Als K. werden Lesestoffe bezeichnet, die durch den städt. und ländl. Hausierhandel (colportage) ab dem 16. Jh. vertrieben wurden (Hausierer). Dazu gehören Flugblätter, polit. und religiöse Traktate, Erbauungsliteratur, Kalender und Almanache, medizin. Werke, Lexika, Jugendschriften (Kinder- und Jugendliteratur), Bilderbogen, aber auch literar. Werke wie Märchen, Abenteuerromane und verkürzte Prosabearbeitungen ma. Romane (sog. Volksbücher).

Die auf schlechtem Papier gedruckten Schriften wurden von den meist aus einfachsten sozialen Verhältnissen stammenden Kolporteuren, die oft in der Kolportage ihre einzige Verdienstmöglichkeit sahen, v.a. auf dem Land vertrieben, manchmal auch vorgelesen. Der Kolporteur war im 18. und 19. Jh. der wichtigste Lesestofflieferant, wobei seine Bedeutung hauptsächlich darin lag, dass er den Lesebedarf der einfachen, ländl. Bevölkerung deckte. Diese hatte kaum Zugang zu Leihbibliotheken und besass keine eigenen Bücher. Die dt. Schweiz wurde häufig von Süddeutschland aus beliefert. Ab Mitte des 19. Jh. bereicherte die neue Gattung des Fortsetzungsromans die K. Dieser umfasste bis zu 200 Lieferungen im Umfang von 16-48 Seiten - ab den 1880er Jahren 80-110 Hefte à 24 Seiten -, und wurde v.a. in den Städten im Abonnement abgesetzt. Die Hefte enthielten Liebesgeschichten, hist. Romane (z.T. mit aktuellen Themen wie dem Tod Ludwigs II. von Bayern oder dem Balkankrieg von 1912-13), Reiseromane oder Kriminalgeschichten, wie man sie noch heute in der Trivialliteratur in Form von Heftromanen findet.

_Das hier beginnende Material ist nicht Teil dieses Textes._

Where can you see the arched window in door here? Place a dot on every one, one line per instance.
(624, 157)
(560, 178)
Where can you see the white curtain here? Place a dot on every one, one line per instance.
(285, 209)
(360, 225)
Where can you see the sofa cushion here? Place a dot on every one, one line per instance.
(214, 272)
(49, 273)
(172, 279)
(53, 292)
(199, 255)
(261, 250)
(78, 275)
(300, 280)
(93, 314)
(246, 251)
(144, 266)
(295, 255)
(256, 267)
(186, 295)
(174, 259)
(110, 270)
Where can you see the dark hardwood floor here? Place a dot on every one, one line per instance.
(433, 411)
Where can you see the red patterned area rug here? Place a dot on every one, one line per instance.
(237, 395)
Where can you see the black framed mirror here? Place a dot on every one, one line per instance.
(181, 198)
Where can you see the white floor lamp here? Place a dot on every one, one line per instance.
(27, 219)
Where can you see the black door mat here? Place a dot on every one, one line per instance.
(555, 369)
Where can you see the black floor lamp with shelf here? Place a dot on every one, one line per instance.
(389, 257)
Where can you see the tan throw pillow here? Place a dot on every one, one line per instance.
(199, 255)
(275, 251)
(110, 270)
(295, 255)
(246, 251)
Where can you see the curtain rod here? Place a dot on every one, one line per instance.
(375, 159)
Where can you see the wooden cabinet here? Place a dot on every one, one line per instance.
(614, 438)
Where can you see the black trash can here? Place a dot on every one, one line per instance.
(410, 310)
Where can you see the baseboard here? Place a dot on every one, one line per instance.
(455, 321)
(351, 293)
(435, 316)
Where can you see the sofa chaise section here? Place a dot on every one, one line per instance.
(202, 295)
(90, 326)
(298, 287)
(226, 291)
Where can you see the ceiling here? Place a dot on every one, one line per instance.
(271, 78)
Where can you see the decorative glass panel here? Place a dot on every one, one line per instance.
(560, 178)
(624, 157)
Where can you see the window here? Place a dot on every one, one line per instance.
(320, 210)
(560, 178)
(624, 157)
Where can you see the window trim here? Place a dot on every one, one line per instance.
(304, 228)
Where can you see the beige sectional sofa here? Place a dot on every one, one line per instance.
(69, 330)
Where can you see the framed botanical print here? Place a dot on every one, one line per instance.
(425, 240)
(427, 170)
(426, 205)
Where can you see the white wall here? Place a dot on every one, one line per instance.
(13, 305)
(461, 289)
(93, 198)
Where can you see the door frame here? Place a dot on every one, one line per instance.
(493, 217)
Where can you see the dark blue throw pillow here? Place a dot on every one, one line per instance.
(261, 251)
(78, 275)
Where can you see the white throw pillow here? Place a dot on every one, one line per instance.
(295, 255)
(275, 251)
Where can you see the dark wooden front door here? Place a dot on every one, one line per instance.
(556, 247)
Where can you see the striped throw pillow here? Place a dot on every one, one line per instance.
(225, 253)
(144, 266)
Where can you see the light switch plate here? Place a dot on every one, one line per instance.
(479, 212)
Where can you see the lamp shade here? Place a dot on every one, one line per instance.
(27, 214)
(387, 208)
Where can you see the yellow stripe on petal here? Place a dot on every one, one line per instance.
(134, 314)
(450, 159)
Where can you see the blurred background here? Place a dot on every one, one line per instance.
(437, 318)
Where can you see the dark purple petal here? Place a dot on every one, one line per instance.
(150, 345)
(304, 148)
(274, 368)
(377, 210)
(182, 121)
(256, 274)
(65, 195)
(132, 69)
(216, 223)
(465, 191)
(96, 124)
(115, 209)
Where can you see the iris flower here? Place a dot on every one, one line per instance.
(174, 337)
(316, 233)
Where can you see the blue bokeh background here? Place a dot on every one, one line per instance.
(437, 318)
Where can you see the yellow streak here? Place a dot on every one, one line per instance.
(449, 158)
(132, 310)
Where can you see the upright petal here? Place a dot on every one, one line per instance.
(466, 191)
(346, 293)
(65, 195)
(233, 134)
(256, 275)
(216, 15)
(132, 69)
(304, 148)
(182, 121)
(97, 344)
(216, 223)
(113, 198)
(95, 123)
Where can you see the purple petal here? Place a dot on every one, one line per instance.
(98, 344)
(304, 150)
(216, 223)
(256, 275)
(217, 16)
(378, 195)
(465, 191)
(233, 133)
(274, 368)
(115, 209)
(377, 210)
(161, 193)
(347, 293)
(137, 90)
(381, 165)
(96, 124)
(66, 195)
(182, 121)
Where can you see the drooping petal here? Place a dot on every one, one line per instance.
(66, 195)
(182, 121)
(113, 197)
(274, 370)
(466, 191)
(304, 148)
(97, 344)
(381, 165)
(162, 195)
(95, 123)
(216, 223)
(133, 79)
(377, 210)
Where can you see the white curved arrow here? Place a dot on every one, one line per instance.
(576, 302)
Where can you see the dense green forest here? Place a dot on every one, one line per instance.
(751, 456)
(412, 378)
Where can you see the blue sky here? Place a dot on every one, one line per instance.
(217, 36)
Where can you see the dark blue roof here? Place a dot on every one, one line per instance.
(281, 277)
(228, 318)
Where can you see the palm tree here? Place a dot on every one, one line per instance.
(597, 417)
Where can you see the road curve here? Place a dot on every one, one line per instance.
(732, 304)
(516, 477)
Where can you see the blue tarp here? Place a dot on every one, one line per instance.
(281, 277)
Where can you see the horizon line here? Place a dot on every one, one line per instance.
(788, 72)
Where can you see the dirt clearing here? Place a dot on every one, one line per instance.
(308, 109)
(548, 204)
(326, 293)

Die grosse Verbreitung und der Erfolg dieser Romane brachte eine Debatte um ihren Wert in Gang. Der Kolportageroman wurde als Schund bezeichnet. Hauptsächlich kirchl. Kreise und Lehrer warfen ihm die Zerstörung des Sinns für Wahrheit und Wirklichkeit sowie die Verherrlichung von Verbrechern und Gewalt vor. Ausserdem wurde kritisiert, er appelliere an die niedrigen Triebe der Menschen, veranlasse die Leser zu unmoral. Handlungen und verführe zur Lesesucht. Als Reaktion entstanden die Jugendschriftenbewegung Gute Schriften und das Schweizerische Jugendschriftenwerk. Nach dem 1. Weltkrieg verschwand die schon ab 1905 an Bedeutung verlierende K. Sie machte Romanen Platz, die auf anderen Wegen vertrieben wurden (Kioskliteratur).